Information from several model systems provide compelling evidence that alterations in actin and tubulin polymerisation status is a key mechanism to mediate PCD in plant (this review) as well as in animal cells and yeast.⁴⁶ There appears to be a consistent theme of F-actin reorganisation achieved by alterations in dynamics mediating a decision-making role in regulating PCD in plant cells. This may involve cross-talk with microtubules. Data sometimes appears contradictory and this may reflect the fact that relatively few studies have examined this phenomenon, as well perhaps reflecting the heterogeneity of the signalling pathways in each system. Much remains to be learnt about the basis of how this is achieved. The cytoskeleton might serve as a dynamic and integrated feedback mechanism for ‘health’ status, as PCD signals major alterations to the polymeric status of actin and tubulin.

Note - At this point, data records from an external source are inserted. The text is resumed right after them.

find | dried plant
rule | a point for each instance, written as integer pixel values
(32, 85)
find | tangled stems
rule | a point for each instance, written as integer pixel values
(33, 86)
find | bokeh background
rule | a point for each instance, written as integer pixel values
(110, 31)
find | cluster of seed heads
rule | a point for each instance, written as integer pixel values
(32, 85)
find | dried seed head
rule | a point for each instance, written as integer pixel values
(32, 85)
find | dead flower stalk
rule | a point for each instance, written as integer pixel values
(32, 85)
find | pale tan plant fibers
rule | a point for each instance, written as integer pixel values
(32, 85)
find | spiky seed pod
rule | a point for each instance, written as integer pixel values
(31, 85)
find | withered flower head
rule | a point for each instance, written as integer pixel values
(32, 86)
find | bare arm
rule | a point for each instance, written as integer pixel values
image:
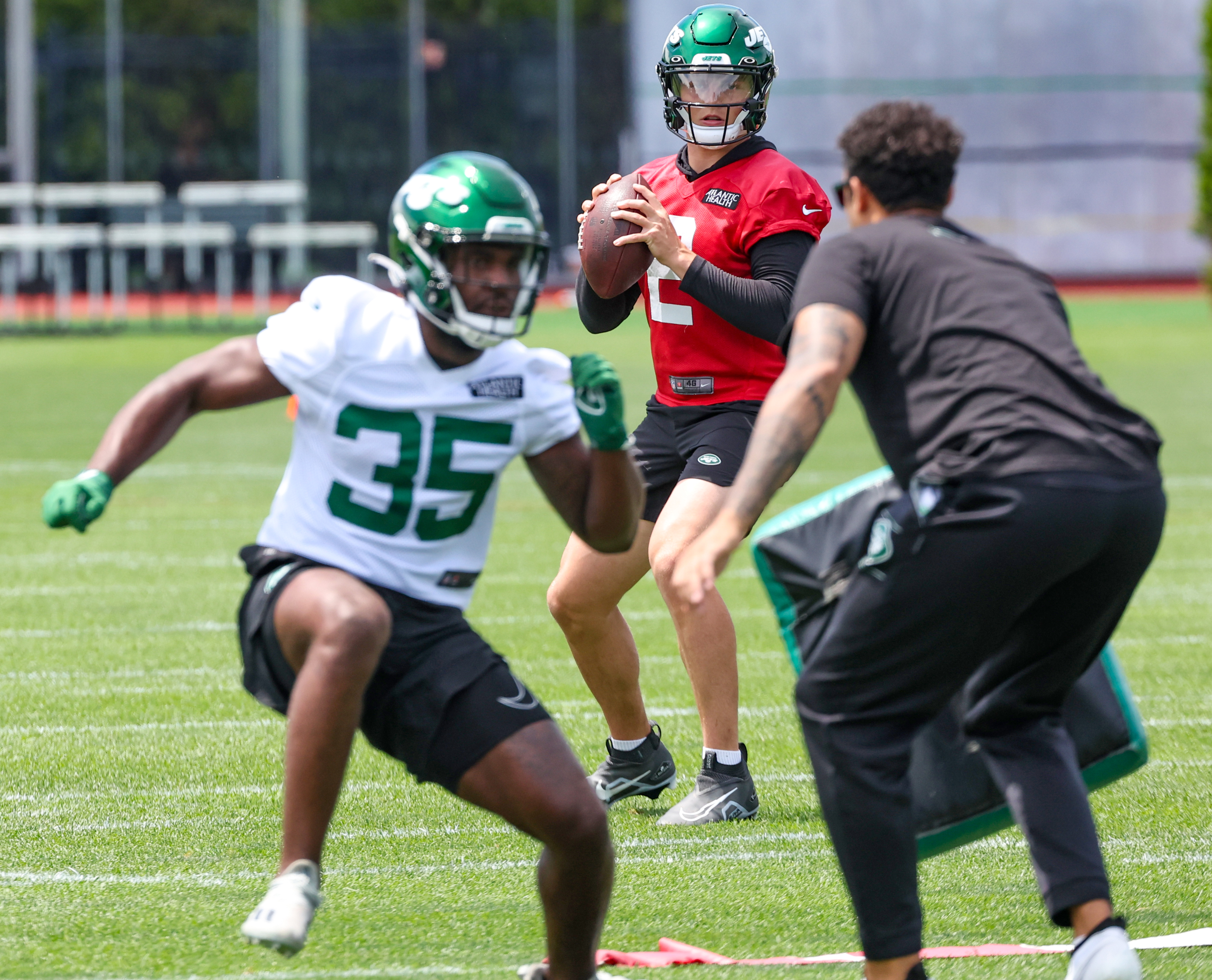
(225, 377)
(599, 495)
(826, 343)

At the same time it may also coordinate cytoplasm dismantling as PCD progresses. Tian et al.⁵² raised an interesting possibility that alterations to the plant actin cytoskeleton might signal directly to PCD. This was based on findings by Hao and August⁶⁵ that showed that actin depolymerisation could activate signalling, enhance transcription factor activation, and prolong Ca²⁺ release in lymphocytes. An exciting possibility is that a similar scenario may operate in plant cells. Thus, an important area for future research, in addition to consolidating information about these alterations during PCD, is investigating how they are achieved: which signalling components are involved and which interacting proteins mediate these crucial life-or-death decisions.